Colonel Bui Tin was born near Hanoi in 1927, and was educated in Hue. During the August Revolution in 1945, he became a active supporter to politically pressure the government of France to cede Vietnam its independence.

He later joined the Viet Minh along with General Vo Nguyen Giap and Ho Chi Minh. He would fight on two sides of the line, using weapons and also using his pen and paper as journalist for the Vietnam People’s Army newspaper.

He enlisted in the Vietnamese Peoples Army at the age of eighteen. He served on the general staff of the North Vietnamese army. He accepted the unconditional surrender of South Vietnam on April 30, 1975, from President Duong Van Minh.

He called the US antiwar movement "essential to our strategy," saying that visits from prominent American activists Jane Fonda, and Ramsey Clark and various church ministers "gave us confidence that we should hold on in the face of battlefield reverses." He concluded that South Vietnam could have maintained its independence from the North if not for America's sudden decision to withdraw its support:

"Through dissent and protest, it lost the ability to mobilize a will to win." [1]

Bui Tin went on to serve as the editor of the People's Daily, the official newspaper of the Socialist Republic of Vietnam.

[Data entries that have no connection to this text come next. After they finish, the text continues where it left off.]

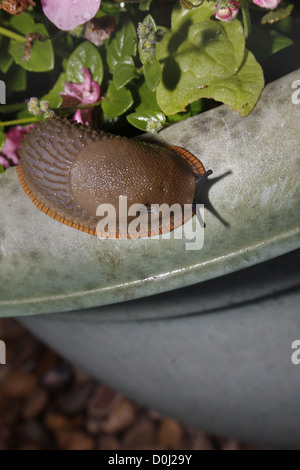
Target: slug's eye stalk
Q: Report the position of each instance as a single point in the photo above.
(199, 182)
(203, 178)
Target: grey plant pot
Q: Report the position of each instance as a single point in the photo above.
(217, 352)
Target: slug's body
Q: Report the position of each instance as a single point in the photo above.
(68, 170)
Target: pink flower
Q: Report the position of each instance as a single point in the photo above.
(9, 153)
(226, 10)
(271, 4)
(81, 93)
(67, 14)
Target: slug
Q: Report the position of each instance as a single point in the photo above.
(68, 170)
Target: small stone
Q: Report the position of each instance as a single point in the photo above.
(33, 432)
(120, 417)
(19, 384)
(170, 434)
(74, 400)
(35, 404)
(103, 400)
(80, 441)
(140, 436)
(57, 378)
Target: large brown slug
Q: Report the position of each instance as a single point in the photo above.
(68, 170)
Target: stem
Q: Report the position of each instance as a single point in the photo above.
(12, 35)
(71, 109)
(11, 108)
(246, 17)
(19, 121)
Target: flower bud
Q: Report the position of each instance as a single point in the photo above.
(271, 4)
(226, 10)
(154, 126)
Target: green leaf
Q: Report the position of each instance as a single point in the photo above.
(290, 25)
(116, 102)
(85, 56)
(146, 109)
(242, 90)
(16, 78)
(41, 57)
(195, 54)
(140, 119)
(265, 42)
(123, 73)
(2, 139)
(149, 21)
(145, 5)
(145, 98)
(6, 59)
(152, 73)
(53, 96)
(24, 23)
(123, 46)
(277, 15)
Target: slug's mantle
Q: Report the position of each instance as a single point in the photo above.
(46, 266)
(69, 170)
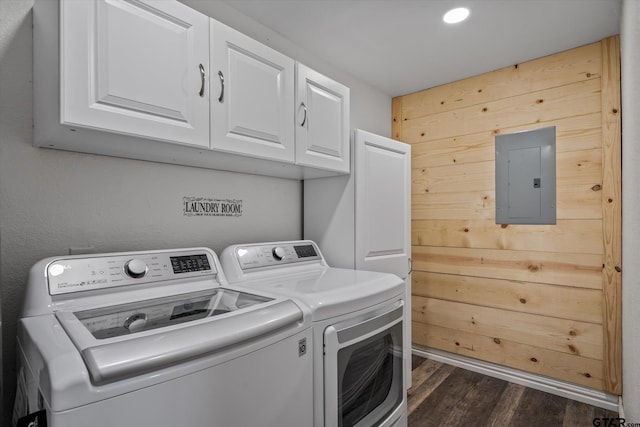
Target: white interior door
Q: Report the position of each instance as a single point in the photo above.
(383, 203)
(383, 215)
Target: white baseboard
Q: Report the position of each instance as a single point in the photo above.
(538, 382)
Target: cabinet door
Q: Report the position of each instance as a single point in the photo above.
(251, 96)
(322, 121)
(135, 68)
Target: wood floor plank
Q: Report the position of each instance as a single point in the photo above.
(539, 408)
(438, 406)
(447, 396)
(416, 361)
(507, 405)
(478, 402)
(425, 390)
(577, 414)
(421, 373)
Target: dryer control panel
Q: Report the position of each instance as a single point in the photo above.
(270, 254)
(81, 274)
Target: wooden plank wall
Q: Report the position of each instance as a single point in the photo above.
(541, 298)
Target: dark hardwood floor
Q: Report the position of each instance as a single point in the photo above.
(443, 395)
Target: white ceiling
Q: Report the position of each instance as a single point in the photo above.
(401, 46)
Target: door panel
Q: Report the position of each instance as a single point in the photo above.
(383, 198)
(252, 96)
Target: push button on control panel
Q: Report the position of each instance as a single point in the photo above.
(278, 253)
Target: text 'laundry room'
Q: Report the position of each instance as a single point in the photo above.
(290, 213)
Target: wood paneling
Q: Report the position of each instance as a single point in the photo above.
(577, 201)
(527, 286)
(573, 168)
(551, 104)
(575, 236)
(567, 367)
(565, 269)
(573, 133)
(564, 302)
(612, 212)
(562, 335)
(556, 70)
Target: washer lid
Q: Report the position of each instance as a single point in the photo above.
(127, 340)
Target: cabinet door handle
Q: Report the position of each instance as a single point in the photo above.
(221, 76)
(304, 107)
(201, 93)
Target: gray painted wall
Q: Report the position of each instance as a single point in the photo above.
(52, 200)
(630, 57)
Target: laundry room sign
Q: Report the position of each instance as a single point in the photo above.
(204, 206)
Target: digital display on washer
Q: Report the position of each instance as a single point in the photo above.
(190, 263)
(305, 251)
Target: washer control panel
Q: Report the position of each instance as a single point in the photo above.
(91, 273)
(258, 256)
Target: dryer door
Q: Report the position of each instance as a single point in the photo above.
(363, 370)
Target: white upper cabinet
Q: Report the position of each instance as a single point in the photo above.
(156, 80)
(322, 121)
(136, 68)
(252, 97)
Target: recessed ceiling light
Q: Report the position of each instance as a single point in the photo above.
(456, 15)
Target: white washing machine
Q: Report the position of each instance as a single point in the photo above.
(357, 316)
(155, 339)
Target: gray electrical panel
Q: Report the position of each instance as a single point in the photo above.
(526, 177)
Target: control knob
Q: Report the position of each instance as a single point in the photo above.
(278, 253)
(135, 268)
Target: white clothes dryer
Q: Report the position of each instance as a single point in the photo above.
(358, 369)
(156, 339)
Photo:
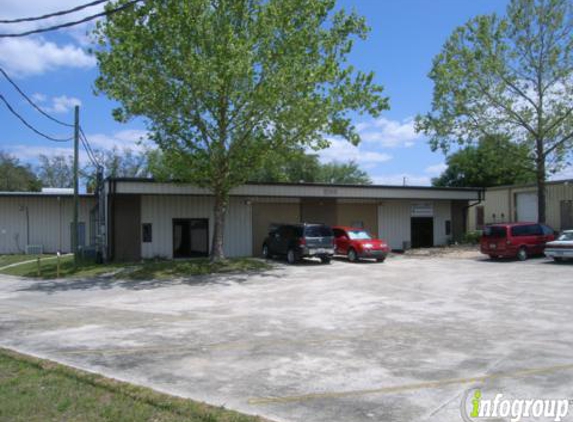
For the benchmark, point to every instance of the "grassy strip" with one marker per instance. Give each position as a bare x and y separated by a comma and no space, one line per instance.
146,270
37,390
15,258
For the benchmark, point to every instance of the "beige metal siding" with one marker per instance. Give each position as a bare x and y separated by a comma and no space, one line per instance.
500,204
319,211
394,223
442,213
348,214
50,219
160,210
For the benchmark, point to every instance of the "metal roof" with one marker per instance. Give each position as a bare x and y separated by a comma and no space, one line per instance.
45,194
301,190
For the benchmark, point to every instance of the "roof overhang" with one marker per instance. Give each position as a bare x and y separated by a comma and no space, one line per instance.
150,187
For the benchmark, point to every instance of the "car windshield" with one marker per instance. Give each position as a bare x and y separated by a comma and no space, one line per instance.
359,235
567,236
318,231
495,232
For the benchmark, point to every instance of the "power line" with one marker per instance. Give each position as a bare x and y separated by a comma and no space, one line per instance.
50,15
32,103
28,125
73,23
88,148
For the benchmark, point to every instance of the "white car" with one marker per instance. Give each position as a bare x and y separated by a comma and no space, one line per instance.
562,248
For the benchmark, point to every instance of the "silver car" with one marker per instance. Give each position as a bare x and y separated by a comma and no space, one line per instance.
562,248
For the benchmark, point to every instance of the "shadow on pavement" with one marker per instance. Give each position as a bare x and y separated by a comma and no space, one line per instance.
107,283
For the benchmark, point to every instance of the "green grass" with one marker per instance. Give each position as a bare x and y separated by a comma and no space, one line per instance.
146,270
37,390
12,259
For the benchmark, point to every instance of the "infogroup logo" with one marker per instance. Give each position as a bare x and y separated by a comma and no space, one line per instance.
475,407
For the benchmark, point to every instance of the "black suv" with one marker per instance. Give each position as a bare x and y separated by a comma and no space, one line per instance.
297,241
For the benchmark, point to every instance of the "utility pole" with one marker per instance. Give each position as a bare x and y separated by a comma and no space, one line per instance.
76,193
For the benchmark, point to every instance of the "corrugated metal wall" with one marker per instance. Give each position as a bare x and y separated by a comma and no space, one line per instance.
394,223
349,214
499,204
50,219
160,210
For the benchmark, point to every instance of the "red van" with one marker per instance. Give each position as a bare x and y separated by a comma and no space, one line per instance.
515,240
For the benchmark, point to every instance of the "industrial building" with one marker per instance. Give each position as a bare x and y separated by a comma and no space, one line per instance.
148,219
518,203
132,219
43,220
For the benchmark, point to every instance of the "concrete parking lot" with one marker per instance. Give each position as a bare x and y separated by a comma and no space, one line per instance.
399,341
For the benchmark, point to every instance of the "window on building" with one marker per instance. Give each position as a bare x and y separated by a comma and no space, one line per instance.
146,232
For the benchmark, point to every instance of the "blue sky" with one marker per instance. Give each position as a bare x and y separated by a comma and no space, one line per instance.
405,36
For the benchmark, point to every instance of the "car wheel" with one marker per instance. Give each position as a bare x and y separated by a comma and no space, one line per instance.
352,255
266,252
291,256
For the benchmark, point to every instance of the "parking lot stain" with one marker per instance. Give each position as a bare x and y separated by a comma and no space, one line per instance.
411,387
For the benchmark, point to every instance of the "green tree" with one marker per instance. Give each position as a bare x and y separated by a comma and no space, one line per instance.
486,164
56,171
117,162
16,177
297,166
510,75
221,83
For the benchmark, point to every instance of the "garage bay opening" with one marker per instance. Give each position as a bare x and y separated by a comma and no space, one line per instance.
190,237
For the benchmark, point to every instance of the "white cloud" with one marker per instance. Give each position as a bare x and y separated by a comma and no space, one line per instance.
129,138
61,104
22,57
389,133
400,179
566,173
436,169
123,139
28,153
342,151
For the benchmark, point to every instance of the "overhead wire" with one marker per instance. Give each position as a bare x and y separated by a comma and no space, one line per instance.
30,126
53,14
73,23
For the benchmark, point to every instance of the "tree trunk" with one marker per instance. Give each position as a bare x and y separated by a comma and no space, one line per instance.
540,176
219,211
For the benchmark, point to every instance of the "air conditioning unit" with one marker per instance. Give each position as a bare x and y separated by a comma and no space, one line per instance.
34,249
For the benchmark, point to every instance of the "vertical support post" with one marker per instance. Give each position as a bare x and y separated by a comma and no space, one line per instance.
75,236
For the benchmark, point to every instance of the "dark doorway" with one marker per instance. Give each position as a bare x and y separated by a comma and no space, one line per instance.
190,237
422,232
566,215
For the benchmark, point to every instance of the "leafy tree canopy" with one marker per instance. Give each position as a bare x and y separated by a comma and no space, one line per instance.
16,177
56,171
222,83
509,75
486,164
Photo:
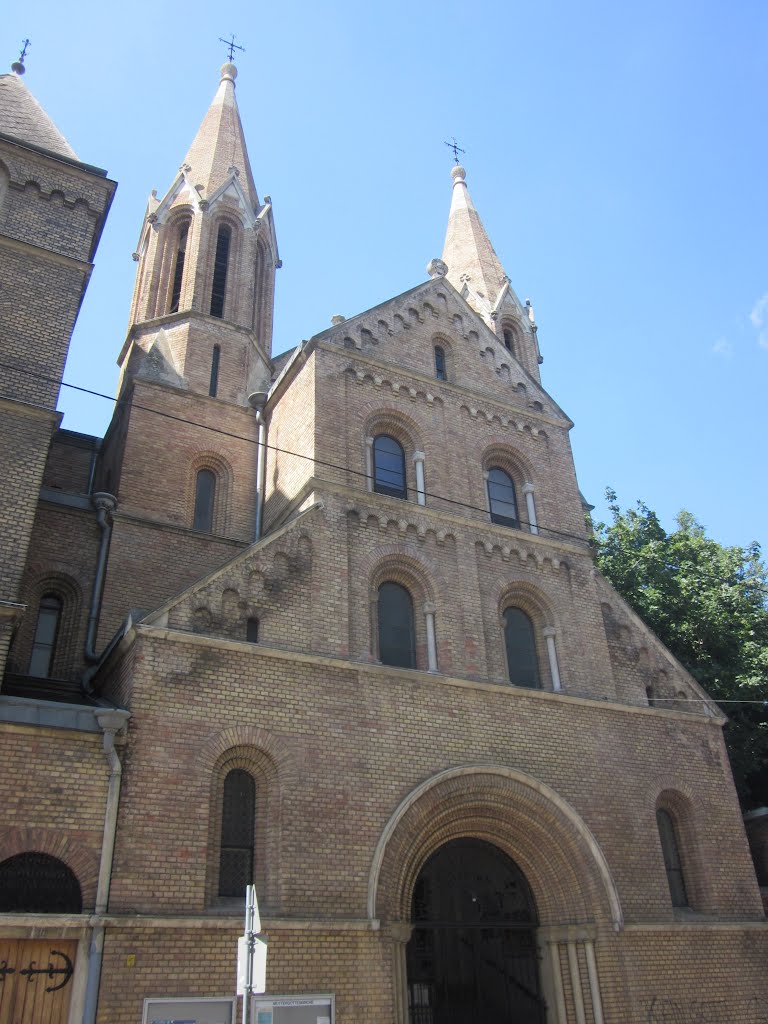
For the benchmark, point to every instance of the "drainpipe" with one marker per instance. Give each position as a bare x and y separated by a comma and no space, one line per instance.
103,505
258,401
111,721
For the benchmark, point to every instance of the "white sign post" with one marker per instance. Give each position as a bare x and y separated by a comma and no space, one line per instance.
251,954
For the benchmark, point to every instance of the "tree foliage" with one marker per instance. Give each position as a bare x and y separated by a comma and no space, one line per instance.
709,604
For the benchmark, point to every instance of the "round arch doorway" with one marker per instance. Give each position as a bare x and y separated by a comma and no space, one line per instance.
472,954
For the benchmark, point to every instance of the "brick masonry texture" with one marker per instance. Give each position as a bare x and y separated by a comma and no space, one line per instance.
360,770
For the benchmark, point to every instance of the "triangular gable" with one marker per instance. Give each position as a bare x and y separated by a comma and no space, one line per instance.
633,622
258,552
425,300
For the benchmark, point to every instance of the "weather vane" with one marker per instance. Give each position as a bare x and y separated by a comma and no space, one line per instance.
17,66
231,46
456,147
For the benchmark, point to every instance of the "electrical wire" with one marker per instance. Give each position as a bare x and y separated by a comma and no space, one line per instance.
330,465
296,455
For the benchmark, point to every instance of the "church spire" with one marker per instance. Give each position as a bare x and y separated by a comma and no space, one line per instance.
468,253
476,272
218,151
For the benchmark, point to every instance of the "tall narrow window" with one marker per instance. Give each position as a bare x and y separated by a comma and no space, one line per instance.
389,467
214,385
178,269
220,264
238,824
439,363
502,500
205,497
396,635
37,883
44,645
672,861
522,662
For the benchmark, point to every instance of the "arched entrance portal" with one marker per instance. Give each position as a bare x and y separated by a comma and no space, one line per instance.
472,955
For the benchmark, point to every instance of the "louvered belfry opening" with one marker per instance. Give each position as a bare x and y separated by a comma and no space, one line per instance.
238,824
220,265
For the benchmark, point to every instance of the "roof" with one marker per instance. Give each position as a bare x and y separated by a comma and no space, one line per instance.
23,118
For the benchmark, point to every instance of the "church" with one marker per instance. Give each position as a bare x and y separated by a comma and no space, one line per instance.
327,623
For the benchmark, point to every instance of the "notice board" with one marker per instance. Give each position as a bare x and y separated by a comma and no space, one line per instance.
293,1010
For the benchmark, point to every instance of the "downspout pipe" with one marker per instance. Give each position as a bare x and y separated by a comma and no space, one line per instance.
112,721
104,505
258,401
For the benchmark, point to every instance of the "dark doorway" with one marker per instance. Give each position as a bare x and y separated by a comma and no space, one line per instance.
472,954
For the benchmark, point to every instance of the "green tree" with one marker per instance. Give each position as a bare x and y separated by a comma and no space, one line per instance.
709,604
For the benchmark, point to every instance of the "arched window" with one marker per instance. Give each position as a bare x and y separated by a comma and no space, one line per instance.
389,467
238,827
214,383
502,499
220,265
672,860
439,363
37,883
46,631
205,497
522,662
178,268
396,634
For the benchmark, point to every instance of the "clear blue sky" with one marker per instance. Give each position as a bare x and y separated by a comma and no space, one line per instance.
617,156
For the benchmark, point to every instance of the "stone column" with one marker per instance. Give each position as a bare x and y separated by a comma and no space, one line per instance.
527,489
400,934
421,496
549,635
431,643
370,463
576,983
597,1007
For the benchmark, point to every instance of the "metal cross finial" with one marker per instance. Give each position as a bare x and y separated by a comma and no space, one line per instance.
456,147
17,66
231,46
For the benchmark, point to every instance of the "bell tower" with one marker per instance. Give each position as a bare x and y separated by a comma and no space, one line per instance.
201,316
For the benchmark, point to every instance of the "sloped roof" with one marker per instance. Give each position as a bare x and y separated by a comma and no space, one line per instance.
468,251
24,119
220,143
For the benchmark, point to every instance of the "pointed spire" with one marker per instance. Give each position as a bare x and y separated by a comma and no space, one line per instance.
220,145
468,253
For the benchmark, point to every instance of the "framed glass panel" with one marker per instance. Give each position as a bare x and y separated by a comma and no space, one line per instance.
389,467
502,499
238,823
46,631
396,638
672,861
439,364
205,496
522,660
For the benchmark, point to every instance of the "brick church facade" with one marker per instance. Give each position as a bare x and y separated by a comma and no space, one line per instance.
329,623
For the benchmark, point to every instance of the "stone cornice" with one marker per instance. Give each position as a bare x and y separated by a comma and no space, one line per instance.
34,412
394,509
386,370
47,254
412,675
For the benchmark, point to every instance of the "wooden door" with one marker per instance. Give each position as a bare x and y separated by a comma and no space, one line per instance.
36,980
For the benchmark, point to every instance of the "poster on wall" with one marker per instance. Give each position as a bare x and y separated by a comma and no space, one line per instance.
192,1011
293,1010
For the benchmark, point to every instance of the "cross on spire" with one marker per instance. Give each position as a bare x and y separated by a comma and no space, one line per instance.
456,147
17,66
231,46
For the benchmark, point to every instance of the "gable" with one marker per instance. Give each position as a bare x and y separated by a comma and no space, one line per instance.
406,330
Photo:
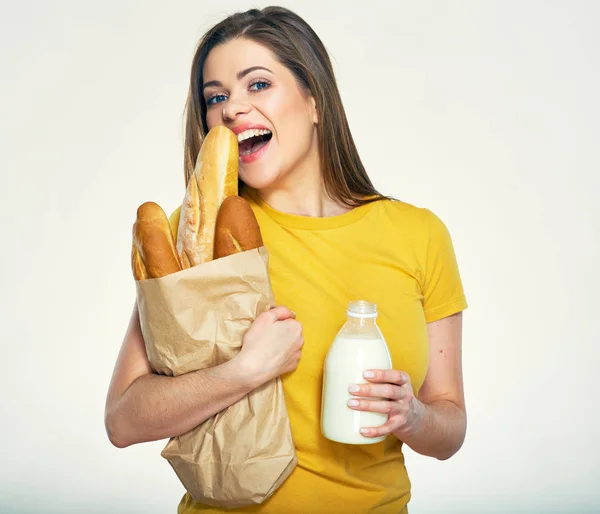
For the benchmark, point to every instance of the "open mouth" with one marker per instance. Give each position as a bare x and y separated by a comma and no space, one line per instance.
251,141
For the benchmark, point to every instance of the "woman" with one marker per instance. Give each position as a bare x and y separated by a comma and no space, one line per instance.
331,238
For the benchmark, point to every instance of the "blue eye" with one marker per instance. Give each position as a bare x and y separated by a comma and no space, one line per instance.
260,84
213,100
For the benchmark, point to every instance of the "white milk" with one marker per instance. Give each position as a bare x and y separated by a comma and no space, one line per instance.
358,346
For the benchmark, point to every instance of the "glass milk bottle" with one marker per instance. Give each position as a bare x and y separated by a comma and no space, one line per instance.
358,346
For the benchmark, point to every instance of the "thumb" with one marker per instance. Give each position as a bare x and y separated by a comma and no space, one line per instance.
282,313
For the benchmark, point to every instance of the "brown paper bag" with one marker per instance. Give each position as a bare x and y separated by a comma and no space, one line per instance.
195,319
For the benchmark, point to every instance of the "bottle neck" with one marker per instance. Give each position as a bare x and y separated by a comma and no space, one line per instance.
354,321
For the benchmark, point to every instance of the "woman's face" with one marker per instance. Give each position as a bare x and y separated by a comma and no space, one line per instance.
250,92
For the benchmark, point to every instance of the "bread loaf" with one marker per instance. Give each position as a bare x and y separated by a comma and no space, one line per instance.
216,178
237,229
153,253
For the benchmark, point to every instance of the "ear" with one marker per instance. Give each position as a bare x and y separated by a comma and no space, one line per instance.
313,110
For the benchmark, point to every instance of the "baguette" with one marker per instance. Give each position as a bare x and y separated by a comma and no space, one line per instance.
237,229
153,253
215,178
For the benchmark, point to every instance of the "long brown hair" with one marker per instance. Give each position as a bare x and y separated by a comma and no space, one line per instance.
296,46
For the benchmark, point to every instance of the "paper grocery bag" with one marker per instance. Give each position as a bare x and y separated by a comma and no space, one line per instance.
195,319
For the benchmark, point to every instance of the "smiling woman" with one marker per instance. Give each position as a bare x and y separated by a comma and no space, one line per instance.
331,238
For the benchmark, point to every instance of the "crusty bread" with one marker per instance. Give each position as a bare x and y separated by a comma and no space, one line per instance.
153,254
237,229
216,173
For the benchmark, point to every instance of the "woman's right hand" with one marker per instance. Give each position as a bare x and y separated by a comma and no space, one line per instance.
272,345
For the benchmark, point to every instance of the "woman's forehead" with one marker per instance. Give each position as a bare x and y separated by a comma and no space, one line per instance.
226,61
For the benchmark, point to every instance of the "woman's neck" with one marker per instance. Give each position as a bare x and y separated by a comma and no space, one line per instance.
307,197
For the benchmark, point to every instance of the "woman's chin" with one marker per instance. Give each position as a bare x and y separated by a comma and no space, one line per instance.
257,180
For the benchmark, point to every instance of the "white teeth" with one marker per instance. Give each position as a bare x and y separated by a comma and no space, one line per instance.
242,136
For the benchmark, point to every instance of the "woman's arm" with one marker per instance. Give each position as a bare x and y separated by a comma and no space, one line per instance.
143,406
441,426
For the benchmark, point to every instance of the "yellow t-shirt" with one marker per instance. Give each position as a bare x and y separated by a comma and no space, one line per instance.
393,254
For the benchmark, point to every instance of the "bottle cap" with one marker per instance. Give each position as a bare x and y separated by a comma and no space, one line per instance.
362,309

He became disillusioned in the mid-1980s with postwar corruption and the continuing isolation of socialist Vietnam.


In 1990, Bui decided to leave Vietnam and live in exile in Paris, France, in order to express his growing dissatisfaction with Vietnam’s Communist leadership and their political system.

Quotes

  • "Through dissent and protest, it lost the ability to mobilize a will to win."
  • "There is an alarming deterioration of traditional ethical, moral and spiritual values (and) confusion among the youth on whom the country's future depends."